Six months ago, writer Morton Rainey (Johnny Depp) was sitting outside a motel torturing himself about whether to go in or not. Inside one of the rooms were his wife Amy (Maria Bello) and Ted (Timothy Hutton) the man she was carrying on an affair with. Morton has never been the same since, and now the divorce is nearly complete, his wife living in the town house and him living in their lakeside country house. He is taking a nap on the sofa when his doorbell rings; he gets up to answer it and there is a man in a wide-brimmed hat on his doorstep calling himself John Shooter (John Turturro) and claiming that Morton has stolen his story...
Secret Window was scripted by the director David Koepp, adapting Stephen King's novella from the Four Past Midnight collection. It is another of King's stories concentrating on the troubles of the writing process and the situation it puts the writers in, taking a touch of the obsessed fan of Misery and adding the dangerous, crazed author of The Dark Half (it can be no coincidence that Hutton, who starred in the George A. Romero filmed version of that book, also appears in a supporting role here). By taking the kind of unwanted attention that being well known brings, the downside of fame if you will, the story runs the threat of being too specialised to appeal to the moviegoers who consider themselves fans as well, even if ninety nine point nine percent of them are not of the obsessive variety.

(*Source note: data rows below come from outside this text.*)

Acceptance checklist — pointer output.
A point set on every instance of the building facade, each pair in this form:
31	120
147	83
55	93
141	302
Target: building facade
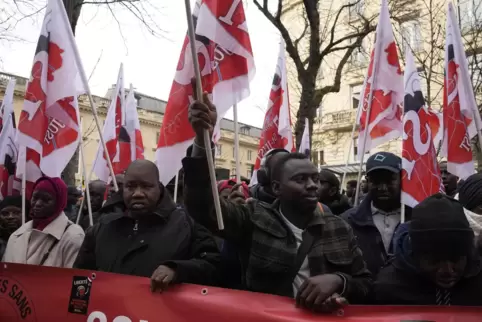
151	111
416	24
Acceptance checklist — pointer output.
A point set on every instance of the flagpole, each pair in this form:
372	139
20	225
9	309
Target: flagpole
24	185
85	81
350	148
236	143
376	59
199	91
86	180
176	184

Morton denies ever having read anything by Shooter and closes the door on him. Not wishing to give up so easily, the man leaves a manuscript of his work under a rock on Morton's porch, gets into his car and drives off; Morton's curiosity gets the better of him and he takes a quick look at the title: "Secret Window", just the same as one of his own stories. After trying to get rid of it, he gives in and checks: the stories are identical. When Shooter returns, claiming to be from Mississippi, he wants proof when Morton says his story was published a couple of years before Shooter wrote his, and Morton remembers that he has a copy of the magazine it was included in. It's a simple matter of showing the man the magazine.
Or it would be if Shooter hadn't killed Morton's dog and left a menacing note that he will be back in three days - NO POLICE. Naturally the first thing Morton does is contact the local sheriff (Len Cariou) who doesn't turn out to be much help, so he goes to a private detective (Charles S. Dutton). So far so good, with Koepp managing a nice sense of paranoia as Shooter never seems to show up when there's anyone else around, and his identity is difficult to pin down. Is he in cahoots with Ted, who shares the same accent? Does his wife have something to do with it? And is he in the house when Morton is asleep?
But as the admittedly guessable twist starts to become clear, the flimsier the film grows. Shooter apparently burns down the house Morton's wife is living in to prevent him finding the magazine, a witness to Shooter's presence is reportedly frightened when the detective visits, then things get nasty when murder is involved. But as good as Depp is when he's being victimised, when he has to face up to Shooter in the final act his character is unconvincing - maybe we're too used to seeing him on the other end of the danger. Turturro is consistently off kilter as the possible killer, but you can't help feeling he's been wasted as the film draws to a close and the lack of a solid motive is obvious. Morton claims to have found a perfect ending for the story the Shooter demanded he rewrite, but Koepp and King didn't find one for their's. Music by Philip Glass.